Altered biochemical properties of hypomorphic p53 proteins. (A) WT, P47S, and Y107H LCLs were treated with or without 1 mM BMH for 30 min followed by immunoblotting for p53. (B) WT, P47S, and Y107H LCLs were treated with vehicle or 1 μg/mL ATO for 16 h and then fixed with or without 1 mM BMH for 30 min followed by immunoblotting for p53. (C) WT or Y107H LCLs were untreated or treated with 10 μM Nutlin-3a (Nut), 1 μM doxorubicin (Dox), or 1 μg/mL ATO for 24 h.
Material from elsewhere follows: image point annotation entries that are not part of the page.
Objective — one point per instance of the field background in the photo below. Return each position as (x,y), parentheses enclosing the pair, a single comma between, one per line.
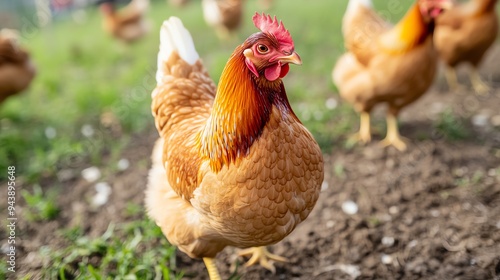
(89,106)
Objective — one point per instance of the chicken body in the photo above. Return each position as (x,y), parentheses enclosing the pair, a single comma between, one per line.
(236,168)
(223,15)
(127,24)
(16,68)
(385,64)
(463,35)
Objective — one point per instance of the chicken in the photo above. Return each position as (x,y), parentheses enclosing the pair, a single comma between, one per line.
(234,166)
(16,68)
(391,64)
(127,24)
(464,34)
(223,15)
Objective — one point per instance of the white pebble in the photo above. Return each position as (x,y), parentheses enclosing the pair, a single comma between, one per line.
(435,213)
(480,120)
(123,164)
(492,172)
(50,132)
(87,130)
(100,199)
(103,187)
(386,259)
(331,103)
(324,186)
(412,243)
(393,210)
(350,207)
(495,120)
(91,174)
(330,224)
(388,241)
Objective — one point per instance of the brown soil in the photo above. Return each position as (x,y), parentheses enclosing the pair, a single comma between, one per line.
(432,212)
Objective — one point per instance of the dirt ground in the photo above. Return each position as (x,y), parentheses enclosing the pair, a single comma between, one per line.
(432,212)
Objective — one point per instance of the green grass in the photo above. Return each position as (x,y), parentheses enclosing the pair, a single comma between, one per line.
(83,74)
(135,250)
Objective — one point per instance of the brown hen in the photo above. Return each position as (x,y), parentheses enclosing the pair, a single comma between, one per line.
(16,68)
(386,64)
(234,166)
(463,35)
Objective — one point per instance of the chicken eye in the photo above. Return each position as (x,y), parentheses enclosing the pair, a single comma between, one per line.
(262,49)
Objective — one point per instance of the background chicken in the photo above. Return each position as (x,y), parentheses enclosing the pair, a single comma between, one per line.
(127,24)
(16,68)
(241,169)
(464,34)
(395,65)
(223,15)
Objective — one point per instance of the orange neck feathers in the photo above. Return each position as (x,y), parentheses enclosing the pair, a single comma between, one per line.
(241,109)
(410,31)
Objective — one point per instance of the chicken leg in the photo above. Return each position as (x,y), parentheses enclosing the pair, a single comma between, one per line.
(451,78)
(262,255)
(393,137)
(480,87)
(363,135)
(213,273)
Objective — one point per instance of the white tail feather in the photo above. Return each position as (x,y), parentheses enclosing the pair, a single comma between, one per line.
(175,37)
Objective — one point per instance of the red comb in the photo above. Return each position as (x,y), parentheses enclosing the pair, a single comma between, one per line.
(271,26)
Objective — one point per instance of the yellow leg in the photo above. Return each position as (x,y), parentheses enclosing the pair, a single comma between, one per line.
(363,135)
(393,138)
(451,78)
(213,273)
(262,255)
(480,87)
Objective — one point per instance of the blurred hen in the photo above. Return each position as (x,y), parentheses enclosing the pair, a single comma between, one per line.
(385,63)
(127,24)
(463,35)
(223,15)
(16,68)
(234,166)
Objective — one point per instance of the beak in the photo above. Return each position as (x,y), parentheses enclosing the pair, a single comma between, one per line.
(293,58)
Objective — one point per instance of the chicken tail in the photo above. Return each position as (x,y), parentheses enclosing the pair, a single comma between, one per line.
(174,37)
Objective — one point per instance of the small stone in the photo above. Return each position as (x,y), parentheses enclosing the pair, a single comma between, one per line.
(350,207)
(87,130)
(331,103)
(324,186)
(91,174)
(495,120)
(480,120)
(393,210)
(388,241)
(435,213)
(123,164)
(50,132)
(330,224)
(103,187)
(386,259)
(412,243)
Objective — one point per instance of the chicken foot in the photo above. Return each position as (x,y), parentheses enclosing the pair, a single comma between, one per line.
(213,273)
(451,78)
(363,135)
(393,138)
(480,87)
(262,255)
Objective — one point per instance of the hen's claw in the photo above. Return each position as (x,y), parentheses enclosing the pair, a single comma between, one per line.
(263,256)
(393,138)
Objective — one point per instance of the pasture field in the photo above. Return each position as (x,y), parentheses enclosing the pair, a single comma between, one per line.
(429,213)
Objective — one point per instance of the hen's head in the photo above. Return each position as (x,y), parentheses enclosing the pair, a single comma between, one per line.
(269,52)
(431,9)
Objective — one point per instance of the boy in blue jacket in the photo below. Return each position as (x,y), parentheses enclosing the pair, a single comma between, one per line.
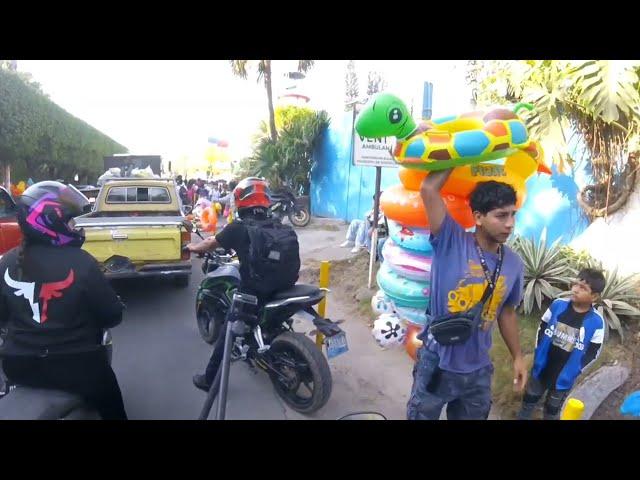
(569,339)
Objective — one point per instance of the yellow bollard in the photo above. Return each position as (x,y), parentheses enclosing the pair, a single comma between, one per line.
(573,410)
(324,283)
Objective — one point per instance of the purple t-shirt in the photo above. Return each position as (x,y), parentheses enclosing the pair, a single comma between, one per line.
(457,284)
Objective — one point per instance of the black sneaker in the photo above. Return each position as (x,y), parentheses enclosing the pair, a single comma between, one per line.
(200,381)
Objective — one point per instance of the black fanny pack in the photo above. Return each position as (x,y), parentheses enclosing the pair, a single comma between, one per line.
(457,328)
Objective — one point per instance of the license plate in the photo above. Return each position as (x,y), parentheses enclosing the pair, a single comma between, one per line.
(336,345)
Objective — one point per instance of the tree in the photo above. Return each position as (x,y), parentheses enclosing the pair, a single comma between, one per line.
(42,139)
(375,83)
(239,68)
(351,82)
(593,104)
(289,159)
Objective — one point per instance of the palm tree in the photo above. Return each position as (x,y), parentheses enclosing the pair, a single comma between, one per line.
(595,104)
(239,68)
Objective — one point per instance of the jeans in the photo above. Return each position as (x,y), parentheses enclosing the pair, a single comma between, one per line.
(358,233)
(86,374)
(467,395)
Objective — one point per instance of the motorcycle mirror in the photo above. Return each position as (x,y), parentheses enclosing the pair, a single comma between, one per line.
(364,416)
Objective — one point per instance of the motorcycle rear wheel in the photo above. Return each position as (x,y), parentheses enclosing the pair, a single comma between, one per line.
(210,323)
(308,383)
(301,218)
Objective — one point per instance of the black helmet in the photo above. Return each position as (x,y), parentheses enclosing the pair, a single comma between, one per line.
(45,210)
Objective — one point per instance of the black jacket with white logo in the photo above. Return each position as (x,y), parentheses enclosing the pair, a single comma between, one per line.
(60,304)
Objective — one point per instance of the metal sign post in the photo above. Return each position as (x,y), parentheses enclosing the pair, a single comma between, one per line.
(374,236)
(369,152)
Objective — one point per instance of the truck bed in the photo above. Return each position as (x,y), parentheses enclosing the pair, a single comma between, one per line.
(119,221)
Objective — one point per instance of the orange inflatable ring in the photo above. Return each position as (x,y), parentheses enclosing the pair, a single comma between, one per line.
(405,207)
(411,343)
(209,219)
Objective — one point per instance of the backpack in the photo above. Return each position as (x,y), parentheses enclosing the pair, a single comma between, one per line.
(274,256)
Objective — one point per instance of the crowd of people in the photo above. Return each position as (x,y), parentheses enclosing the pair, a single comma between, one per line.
(453,366)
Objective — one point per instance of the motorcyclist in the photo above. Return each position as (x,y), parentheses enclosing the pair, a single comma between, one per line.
(55,303)
(251,197)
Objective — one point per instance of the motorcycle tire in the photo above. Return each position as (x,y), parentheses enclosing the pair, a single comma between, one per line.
(209,324)
(311,368)
(301,218)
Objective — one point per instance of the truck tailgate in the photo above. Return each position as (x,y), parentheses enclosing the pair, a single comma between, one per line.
(141,240)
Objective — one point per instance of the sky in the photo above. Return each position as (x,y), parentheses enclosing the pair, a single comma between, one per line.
(171,107)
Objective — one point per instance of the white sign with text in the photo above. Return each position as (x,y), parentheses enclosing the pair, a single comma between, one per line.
(373,152)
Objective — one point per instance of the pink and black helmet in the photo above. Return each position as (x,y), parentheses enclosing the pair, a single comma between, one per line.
(45,210)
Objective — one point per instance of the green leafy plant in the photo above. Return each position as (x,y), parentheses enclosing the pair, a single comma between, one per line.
(546,271)
(39,139)
(579,259)
(591,103)
(288,160)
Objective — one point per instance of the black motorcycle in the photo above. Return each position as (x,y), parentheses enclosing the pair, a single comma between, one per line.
(297,368)
(286,204)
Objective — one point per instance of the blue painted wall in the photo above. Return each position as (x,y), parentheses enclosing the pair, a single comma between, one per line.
(342,190)
(338,188)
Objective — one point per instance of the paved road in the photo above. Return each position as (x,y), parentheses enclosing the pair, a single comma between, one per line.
(157,349)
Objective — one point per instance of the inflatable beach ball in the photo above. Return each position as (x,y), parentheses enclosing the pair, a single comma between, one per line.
(381,304)
(389,331)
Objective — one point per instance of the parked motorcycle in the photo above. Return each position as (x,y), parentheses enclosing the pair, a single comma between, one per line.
(265,338)
(287,204)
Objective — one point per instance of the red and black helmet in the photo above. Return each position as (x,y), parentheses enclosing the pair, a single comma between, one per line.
(252,192)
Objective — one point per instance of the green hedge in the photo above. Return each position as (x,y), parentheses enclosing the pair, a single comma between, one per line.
(41,140)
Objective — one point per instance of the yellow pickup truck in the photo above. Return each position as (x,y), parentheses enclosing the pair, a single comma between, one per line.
(137,229)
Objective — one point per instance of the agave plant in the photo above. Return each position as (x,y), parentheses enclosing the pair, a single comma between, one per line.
(546,270)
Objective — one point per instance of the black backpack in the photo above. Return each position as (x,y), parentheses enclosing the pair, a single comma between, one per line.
(274,256)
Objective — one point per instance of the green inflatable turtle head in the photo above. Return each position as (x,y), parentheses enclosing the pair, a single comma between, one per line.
(385,115)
Whole-cell lysates were analyzed by western blotting with the indicated antibodies. (D) Cytosolic and nuclear fractions isolated from WT, P47S, and Y107H LCLs were analyzed by western blotting with the indicated antibodies. Histone H3 and GAPDH served as nuclear and cytosolic controls, respectively, to confirm efficiency of subcellular fractionation. (E and F) Chromatin-bound proteins were extracted from nuclear pellets isolated from WT, (E) P47S, and (F) Y107H LCLs using sequentially increasing salt concentrations (0 to 500 mM NaCl) and analyzed by western blotting for p53.